Symantec, Ksapersky et McAfee les trois grands fabricants d’anti-virus payants sont formels : la cybercriminalité fait de plus en plus d’émules dans le grand public. Avec leur aide et celle de personnes que je ne peux pas citer ici pour des raisons évidentes, j’ai pu reconstituer le parcours désormais classique du hacker amateur. Son but : gagner de l’argent. Car l’ère de ceux qui voulaient juste se faire remarquer en s’introduisant dans les serveurs du Pentagone ou de la Société Générale est révolue. Car même titre que n’importe quelle délinquance, la crise génère des nouveaux venus dans le monde du cybercrime. Très peu de connaissances en informatique sont nécessaires pour se lancer. Par contre, le minimum requis est l’anonymisation du cyber criminel. Ne pas se faire repérer par son adresse IP est la base. Ce chiffre qui correspond à votre point de connection sur le web permet de remonter jusqu’à vous. De même qu’aucun truand est assez fou pour aller faire un hold-up avec une voiture immatriculée à son nom, le cyber criminel anonymisera sa connection et surtout se servira de l’ordinateur d’autres internautes à leur insu grâce aux fameux chevaux de Troie notamment, qui permettent de les contrôler à distance très discrètement. En langage de pro, on appelle ça un botnet. Par exemple réussir une opération de spam nécessite de faire envoyer ses courriers infectés par quelques milliers d’ordinateurs. Autrefois complexe, cette opération est devenue accessible à presque tous. Voici comment :
Première étape, financer
Hormis un ou deux ordinateurs portables, il va falloir acheter des logiciels de spam ou de hack. Pour cela, il faut des fonds. Solution la plus simple : acheter des numéros de carte de crédit, l’offre est assez vaste sur le web. Oui mais utiliser sa carte, c’est risqué (surtout si on fait du shopping chez ceux qui les volent. Pas question non plus de se servir de son compte Paypal. La seule solution c’est d’en avoir un gratuitement. Ça tombe bien, les sites qui les vendent en offrent un ou deux pour montrer qu’ils sont sérieux. C’est du vrai numéro de carte volée, pas juste une combinaison de chiffres bidon.
Seconde étape, s’équiper
Une fois un numéro de carte acquis, vous pouvez passer au shopping. Votre premier achat sera un logiciel de spam. Il va vous permettre d’envoyer quelques millions de mails avec votre proposition malhonnête. Le bon package à acheter coûte 520$, comprend aussi l’accès à quelques milliers de botnet et éventuellement de quoi fabriquer et héberger discrètement le site vers lequel pointera le lien inclus dans vos spams. A vous d’inventer l’arnaque.

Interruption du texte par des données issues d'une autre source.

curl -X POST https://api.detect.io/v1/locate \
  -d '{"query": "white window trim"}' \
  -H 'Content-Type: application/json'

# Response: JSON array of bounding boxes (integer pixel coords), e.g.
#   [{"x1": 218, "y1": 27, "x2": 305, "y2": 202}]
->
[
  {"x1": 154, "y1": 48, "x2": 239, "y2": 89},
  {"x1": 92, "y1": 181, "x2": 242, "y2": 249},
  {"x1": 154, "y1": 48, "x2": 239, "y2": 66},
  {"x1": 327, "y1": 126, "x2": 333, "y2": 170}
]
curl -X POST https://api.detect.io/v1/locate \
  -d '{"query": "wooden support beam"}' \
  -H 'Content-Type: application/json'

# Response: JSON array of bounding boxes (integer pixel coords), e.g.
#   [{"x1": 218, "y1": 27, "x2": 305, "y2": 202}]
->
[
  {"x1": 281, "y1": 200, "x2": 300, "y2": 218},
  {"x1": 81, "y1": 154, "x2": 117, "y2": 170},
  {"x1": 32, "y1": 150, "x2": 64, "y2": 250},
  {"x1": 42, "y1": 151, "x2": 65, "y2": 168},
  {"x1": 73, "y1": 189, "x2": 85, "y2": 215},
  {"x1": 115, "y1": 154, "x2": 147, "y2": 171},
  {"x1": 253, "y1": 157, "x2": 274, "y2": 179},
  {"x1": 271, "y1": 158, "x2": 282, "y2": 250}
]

Troisième étape, s’en tirer
Du faux site Paypal, au casino bidon en passant par le pseudo portail d’achat : tout est bon pour les nouveaux cybercriminels. Le principal problème, comme dans n’omporte quel montage de logiciels ou site internet, c’est que tout fonctionne et que vous ne soyez jamais repéré. Car même si elle est moyennement efficace, la police du web se fait souvent aider par les Symantec, McAfee ou Kaspersky, et eux, ils savent y faire. Vous bénéficierez de la multitude de hackers et il est fort peu probable que vous vous fassiez attraper. D’autant que les vendeurs de logiciels auxquels vous avez fait appel ont tout intérêt à ce que vous continuiez à exercer. Certains proposent même une hotline ou une assistance en ligne. Les problèmes risquent d’apparaître pour vous au moment où l’argent va commencer à rentrer. Là , en plus d’être un bon informaticien amateur, il va vous falloir aussi un petit talent de financier offshore. Et ce n’est pas la meilleure méthode pour faire des rencontres sympathiques…














novembre 20th, 2009 at 3:22
Well said
décembre 18th, 2009 at 10:40
J’ai trouvé amusant cet article, mais ca me paraît très simple alors qu’en fait ce n’est vraiment comme ça que cela se passe.
Tout d’abord un Hacker n’est pas ceux que l’on croit. Ce nom vient de la capacité à faire un exploit. Même principe donc pour ceux qui font partie de la communauté. Un spammeur ou quelqu’un qui utilise ce biais pour ce faire de l’argent ne sera pas protégé par d’autres hackers.
Que l’on nomme hacker ceux qui pénètrent des systèmes complexes et trouvent des informations cachés, ok; mais ne les insultés pas en les comparants à des cybercriminels arnaquants le premier internaute.
Cette article indique cruellement votre manque de connaissance sur le sujet, restant sur la surface de ce que l’on peut lire un peu partout.
Chercher d’abord la définition de ce qu’est un vrai hacker, histoire de savoir de quoi il en retourne. Sinon, le même article parlant tout simplement des arnaques fait sur internet, la oui, on est d’accord, l’article est parfait.